Effect of Ni/tubular g-C3N4 on hydrogen storage properties of MgH2

Additive doping is one of the effective methods to overcome the shortcomings of MgH2 on the aspect of relatively high operating temperatures and slow desorption kinetics. In this paper, hollow g-C3N4 (TCN) tubes with a diameter of 2 1.tm are synthesized through the hydrothermal and high-temperature pyrolysis methods, and then nickel is chemically reduced onto TCN to form Ni/TCN composite at 278 K. Ni/TCN is then introduced into the MgH2/Mg system by means of hydriding combustion and ball milling. The MgH2-Ni/TCN composite starts to release hydrogen at 535 K, which is 116 K lower than the as-milled MgH2 (651 K).

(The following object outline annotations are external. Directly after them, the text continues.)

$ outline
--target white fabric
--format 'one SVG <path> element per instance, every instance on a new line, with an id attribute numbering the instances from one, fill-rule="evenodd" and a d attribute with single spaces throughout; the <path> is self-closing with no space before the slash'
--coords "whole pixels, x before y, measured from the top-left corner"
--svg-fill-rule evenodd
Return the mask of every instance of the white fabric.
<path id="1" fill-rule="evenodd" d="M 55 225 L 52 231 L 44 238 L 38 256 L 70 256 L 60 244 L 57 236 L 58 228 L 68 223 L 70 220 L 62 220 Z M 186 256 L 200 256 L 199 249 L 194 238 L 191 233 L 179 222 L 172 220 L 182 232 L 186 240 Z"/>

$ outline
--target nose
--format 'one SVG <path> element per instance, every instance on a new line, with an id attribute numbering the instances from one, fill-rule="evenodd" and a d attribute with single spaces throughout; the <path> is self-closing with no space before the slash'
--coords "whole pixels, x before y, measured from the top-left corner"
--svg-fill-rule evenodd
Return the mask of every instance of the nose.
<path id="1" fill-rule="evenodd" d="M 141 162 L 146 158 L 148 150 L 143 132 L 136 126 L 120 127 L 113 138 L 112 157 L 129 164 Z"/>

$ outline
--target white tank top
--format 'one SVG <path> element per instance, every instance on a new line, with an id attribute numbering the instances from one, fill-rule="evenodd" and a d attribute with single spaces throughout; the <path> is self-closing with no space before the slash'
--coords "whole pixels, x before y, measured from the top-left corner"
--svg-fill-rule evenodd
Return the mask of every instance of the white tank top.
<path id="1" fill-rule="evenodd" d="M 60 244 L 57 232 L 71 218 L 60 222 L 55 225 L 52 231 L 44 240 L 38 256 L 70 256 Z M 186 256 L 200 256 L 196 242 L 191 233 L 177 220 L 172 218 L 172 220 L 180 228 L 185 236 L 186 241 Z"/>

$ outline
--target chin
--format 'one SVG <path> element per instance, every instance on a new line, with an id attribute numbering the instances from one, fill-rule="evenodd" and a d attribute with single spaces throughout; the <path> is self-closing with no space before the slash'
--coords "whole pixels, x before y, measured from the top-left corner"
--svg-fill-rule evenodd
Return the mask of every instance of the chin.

The MgH2-Ni/TCN composite absorbs 5.24 wt% H-2 within 3500 s at 423 K, and takes up 3.56 wt% H-2 within 3500 s, even at a temperature as low as 373 K. The apparent activation energy (E-a) of the MgH2 decreases from 161.1 to 82.6 kJ/mol by the addition of Ni/TCN. Moreover, the MgH2-Ni/TCN sample shows excellent cycle stability, with a dehydrogenation capacity retention rate of 98.0% after 10 cycles. The carbon material enhances sorption kinetics by dispersing and stabilizating MgH2. Otherwise, the phase transformation between Mg2NiH4 and Mg2NiH0.3 accelerates the re/dehydrogenation reaction of the composite. (C) 2021 Hydrogen Energy Publications LLC. Published by Elsevier Ltd. All rights reserved.

Automated summary

Through the method of additive doping, MgH2-Ni/TCN composite with excellent cycle stability and sorption kinetics was successfully prepared, with the hydrogen release temperature and apparent activation energy of MgH2 successfully lowered.